I wanted to impress my guests but also be confident in what I was cooking. The most intimidating food to me at the time? The turkey.
Like many customers, I had a few questions. How long does it take to defrost a turkey? What if my turkey isn’t all the way thawed prior to cooking? What about roasting time? Do I stuff the turkey with stuffing? Whether you’re a veteran turkey roaster or a first-timer, it’s important to always follow food safety guidelines.
Here are a few tips to ensure a happy Thanksgiving for everyone this year.
1. Defrosting your turkey — Leave the turkey in its original wrapping and place it on a tray in your refrigerator. You should allow five hours per pound defrosting time.
2. Cooking a frozen turkey without defrosting — If you don’t defrost your bird, you can cook it in the oven, but don’t grill, smoke, microwave or deep-fry a frozen turkey. Cooking time takes longer than when thawed, but follow the USDA guidelines and take the recommended cooking time for a thawed turkey and add 50 percent of that time to the original time. For example, a turkey that should take about five hours to roast if already thawed will take about seven hours and 30 minutes to roast if frozen. Remove the giblet packages during the cooking time by carefully removing with tongs.
3. Roasting time for unstuffed turkeys*
•10- to 18-pound turkey: 3 to 3-1/2 hours
•18- to 22-pound turkey: 3-1/2 to 4 hours
• 22- to 24-pound turkey: 4 to 4-1/2 hours
•24- to 30-pound turkey: 4-1/2 to 5 hours
*For optimum safety, the USDA does not recommend stuffing a turkey. For more even cooking, it is recommended to cook the stuffing separately from the turkey. Use a food thermometer to assure the stuffing reaches a minimum internal temperature of 165 degrees.

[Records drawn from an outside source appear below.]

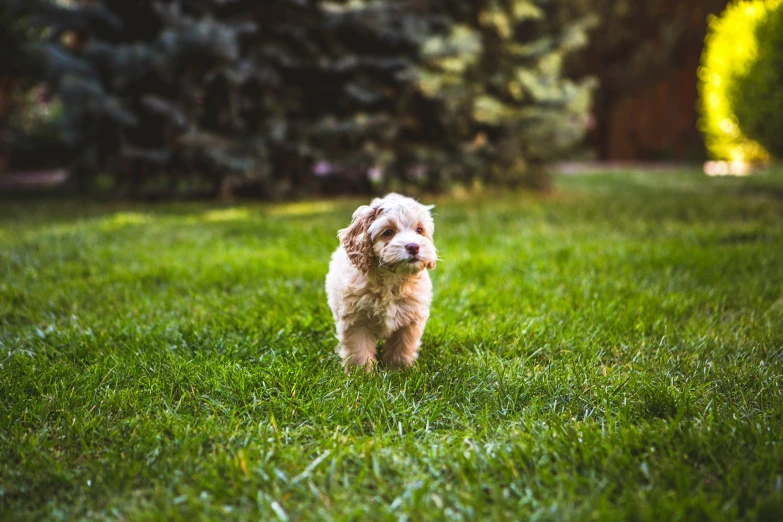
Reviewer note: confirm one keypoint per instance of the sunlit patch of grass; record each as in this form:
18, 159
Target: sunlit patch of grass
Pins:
609, 352
228, 214
304, 208
123, 219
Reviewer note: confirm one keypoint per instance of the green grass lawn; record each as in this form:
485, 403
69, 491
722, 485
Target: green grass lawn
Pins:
612, 351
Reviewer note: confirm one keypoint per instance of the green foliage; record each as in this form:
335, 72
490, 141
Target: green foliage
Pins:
725, 81
758, 93
613, 353
235, 90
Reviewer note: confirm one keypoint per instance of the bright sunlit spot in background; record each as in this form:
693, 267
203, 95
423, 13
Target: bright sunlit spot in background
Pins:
227, 214
306, 208
123, 219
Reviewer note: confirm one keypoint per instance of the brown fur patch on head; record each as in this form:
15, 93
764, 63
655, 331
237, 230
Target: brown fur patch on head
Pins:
356, 240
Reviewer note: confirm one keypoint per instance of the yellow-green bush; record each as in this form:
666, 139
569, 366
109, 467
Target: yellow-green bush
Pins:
729, 63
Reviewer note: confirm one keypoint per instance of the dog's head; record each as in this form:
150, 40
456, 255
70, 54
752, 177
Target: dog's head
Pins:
394, 232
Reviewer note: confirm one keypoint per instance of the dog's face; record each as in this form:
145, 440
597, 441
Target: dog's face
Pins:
394, 232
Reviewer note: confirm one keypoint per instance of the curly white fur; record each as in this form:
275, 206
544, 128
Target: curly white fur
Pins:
378, 286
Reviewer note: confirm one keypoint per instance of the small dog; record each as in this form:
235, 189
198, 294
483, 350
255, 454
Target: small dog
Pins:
378, 286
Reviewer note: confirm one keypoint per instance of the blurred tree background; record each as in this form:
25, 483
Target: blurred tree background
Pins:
285, 98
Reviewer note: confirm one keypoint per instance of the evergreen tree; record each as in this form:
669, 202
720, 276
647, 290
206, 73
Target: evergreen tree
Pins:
219, 92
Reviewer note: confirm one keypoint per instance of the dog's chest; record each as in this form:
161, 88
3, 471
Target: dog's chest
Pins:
387, 312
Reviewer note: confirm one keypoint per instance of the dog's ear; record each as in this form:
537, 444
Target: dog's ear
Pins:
356, 240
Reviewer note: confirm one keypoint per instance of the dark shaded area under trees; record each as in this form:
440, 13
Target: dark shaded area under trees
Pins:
288, 97
285, 98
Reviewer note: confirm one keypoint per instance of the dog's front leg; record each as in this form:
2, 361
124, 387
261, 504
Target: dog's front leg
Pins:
402, 347
357, 348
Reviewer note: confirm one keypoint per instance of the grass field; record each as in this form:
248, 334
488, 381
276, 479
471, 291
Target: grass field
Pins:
613, 351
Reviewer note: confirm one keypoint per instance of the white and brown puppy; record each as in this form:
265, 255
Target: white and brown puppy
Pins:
378, 286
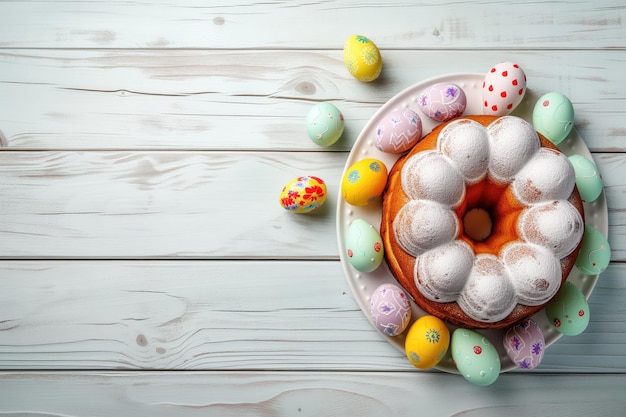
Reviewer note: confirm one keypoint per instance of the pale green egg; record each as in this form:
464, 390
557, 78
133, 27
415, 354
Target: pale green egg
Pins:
364, 246
568, 311
588, 178
553, 116
475, 357
595, 252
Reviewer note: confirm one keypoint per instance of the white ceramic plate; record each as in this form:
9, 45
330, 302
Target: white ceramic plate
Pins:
362, 284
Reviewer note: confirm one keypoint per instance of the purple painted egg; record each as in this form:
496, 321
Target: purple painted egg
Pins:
398, 131
442, 101
390, 309
525, 344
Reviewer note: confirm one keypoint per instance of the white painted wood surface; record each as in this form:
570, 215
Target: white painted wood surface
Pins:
145, 265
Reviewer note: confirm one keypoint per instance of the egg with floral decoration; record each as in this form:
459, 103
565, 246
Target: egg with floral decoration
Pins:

4. Check the temperature — To make sure the turkey is fully cooked, check the temperature in three places: the breast, the outer thigh and the inside thigh. In every case, the meat should be at least 165 degrees. If any place is under that temperature, put the turkey back in the oven for another 20 minutes. Shield the breast meat with foil if needed to keep it from overcooking.
5. Leftovers — Once you’ve sat down at the table, don’t forget about the turkey back on the counter. The leftover meat needs to be refrigerated within two hours of cooking.
Smoked turkey whole-grain slider
Serves 4
All you need
•4 Hy-Vee Bakery Fresh 100% whole-grain cocktail buns
•¼ cup apple butter, divided
•¼ pound Di Lusso deli sliced smoked turkey or leftover turkey, divided
•2 (1 oz each) slices Havarti cheese, halved and divided
•1 medium apple, such as Granny Smith or Braeburn, cored and thinly sliced
•4 fresh lettuce leaves
All you do
1. Place buns on cutting board and split open. Spread apple butter evenly on top side of each bun.
2. On the bottom bun half without apple butter, place 1 oz. turkey, a half slice of Havarti cheese, one-fourth the apple slices and a lettuce leaf. Repeat for other 3 bun halves.
3. Top each prepared bun bottom with the top half, apple-butter-side down.
Nutrition facts per serving: 200 calories, 7 g fat, 3.5 g saturated fat, 0 g trans fat, 35 mg cholesterol, 530 mg sodium, 29 g carbohydrates, 2 g fiber, 14 g sugar, 11 g protein. 40% vitamin A, 6% vitamin C, 10% calcium, 15% iron.